I’m a little jealous when Paula posts these photos each year because I’m remorseful that I’ve never attended an official Pandolfi Thanksgiving in my life. Even though the same words have been uttered or emailed to me a thousand times before: “You’re always welcome.”
Those photos remind me of something I often forget: that I come from a big family—a big Italian-American family. That my father grew up alongside five brothers and one sister in an Italian enclave of Springfield. His family listened to Enrico Caruso records; his mother made a mean red sauce. Dad and his siblings worked together at the Pandolfi Italian catering company, which was located in a cinder block building behind their house. They were really Italian.
Look at the photos of the Thanksgivings I grew up with, and they’ll tell you a different story. Flip through the Kodaks and you’ll see just me, my mother (half Italian/half Irish), and my father seated around a much smaller table than the one at Paula’s house. The person behind the camera is likely my Neapolitan grandma, the only extended family member we kept in close touch with after Dad packed us off from Massachusetts to the Cincinnati suburbs in 1979. He got himself a good job with a good company.
After a few years in Ohio, the only thing that identified our heritage was a plaque bearing our surname, Pandolfi, which my father proudly mounted above our front door as soon as we moved in. We assimilated into a subdivision of mostly upper-middle-class families of German and English descent. Prince Spaghetti Day was replaced by London Broil Wednesday. Enrico Caruso gave way to Christopher Cross. We became less Italian, and more “Italian-ish.”
I suppose that’s what happens when your family moves away from where it’s from. When it loses its ties and its traditions and its foods. Mom and Dad sacrificed those things for upward mobility and American dreams—a better life for themselves and their son. There was no reason to feel sorry about it.
But my father was sorry. He apologized more than once for denying me the kind of childhood he’d had.
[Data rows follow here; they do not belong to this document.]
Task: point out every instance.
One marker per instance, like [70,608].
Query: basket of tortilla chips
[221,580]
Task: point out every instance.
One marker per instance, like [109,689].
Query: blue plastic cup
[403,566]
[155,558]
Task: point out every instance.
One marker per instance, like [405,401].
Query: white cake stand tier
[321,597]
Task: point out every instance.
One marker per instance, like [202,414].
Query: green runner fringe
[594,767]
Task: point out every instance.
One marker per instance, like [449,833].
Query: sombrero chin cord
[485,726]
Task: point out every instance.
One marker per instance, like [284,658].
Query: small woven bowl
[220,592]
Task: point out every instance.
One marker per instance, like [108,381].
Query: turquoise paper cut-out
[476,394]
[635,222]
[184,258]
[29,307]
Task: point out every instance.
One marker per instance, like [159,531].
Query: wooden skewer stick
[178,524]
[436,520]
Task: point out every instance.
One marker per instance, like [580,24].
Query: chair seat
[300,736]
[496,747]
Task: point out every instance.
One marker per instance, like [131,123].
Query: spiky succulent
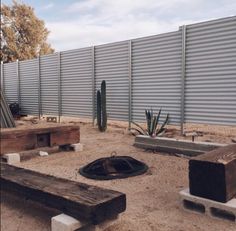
[152,121]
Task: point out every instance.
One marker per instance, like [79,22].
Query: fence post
[2,77]
[59,85]
[183,78]
[18,82]
[39,90]
[93,84]
[130,82]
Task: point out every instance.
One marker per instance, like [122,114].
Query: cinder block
[12,158]
[215,209]
[64,222]
[77,147]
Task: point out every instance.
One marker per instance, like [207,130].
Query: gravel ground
[153,202]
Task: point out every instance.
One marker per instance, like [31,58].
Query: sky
[82,23]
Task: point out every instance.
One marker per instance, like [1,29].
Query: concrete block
[77,147]
[225,211]
[12,158]
[42,153]
[64,222]
[171,145]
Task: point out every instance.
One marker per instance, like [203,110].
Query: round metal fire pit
[113,168]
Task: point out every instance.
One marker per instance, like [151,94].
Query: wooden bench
[213,174]
[17,140]
[76,199]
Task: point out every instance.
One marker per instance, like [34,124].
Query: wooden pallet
[76,199]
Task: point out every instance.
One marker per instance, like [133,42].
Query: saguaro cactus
[101,108]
He felt bad I never got to enjoy a house full of visiting aunts and uncles and cousins and nephews. He missed those things—the voices of that Big Italian Family, the ones that emanated from his kitchen and living room, his backyard, and his front porch on a regular basis. He was especially sorry when the holidays rolled around, our sparsely populated dining room table a reminder of all that was lost.
I liked our Thanksgivings, though. I liked being an only child. I took solace in our tiny holidays more than Mom and Dad could know. That move to Cincinnati—it was rough. I was chided for my Mass-hole accent, the cheap Huffy bike I rode, the Red Sox jacket I wore until my parents replaced it with a Reds jacket just so I could better fit in. Thanksgiving was a day I could forget about all the teasing and the occasional scraps I got into at the bus stop. I just liked being with my parents. I just liked being at home.
My own family is a mirror image of the one I grew up with: just me, my wife, and a daughter named Sylvie. We spend our Thanksgivings in Florida with my mom. Sometimes she invites a guest or two, but it’s always an intimate affair.
View Recipe: Braised Leeks with Parmesan
Dad’s gone now. He’s been gone for 26 years. But I think he’d be happy to see I’ve brought back at least a few of the Big Italian Family traditions we skipped over in my youth. I’ve learned to make my grandma Pandolfi’s red sauce. And, after finding a copy of Marcella Hazan’s More Classic Italian Cooking on a curb in the Brooklyn neighborhood where I live now, I can make a passable carbonara too. From that book, I improvised a braised leek and Parmesan recipe that’s now one of my favorite sides. I think I’ll serve it this Thanksgiving—a little reminder to my daughter that she comes from a Big Italian Family. No matter where we live. No matter how things change.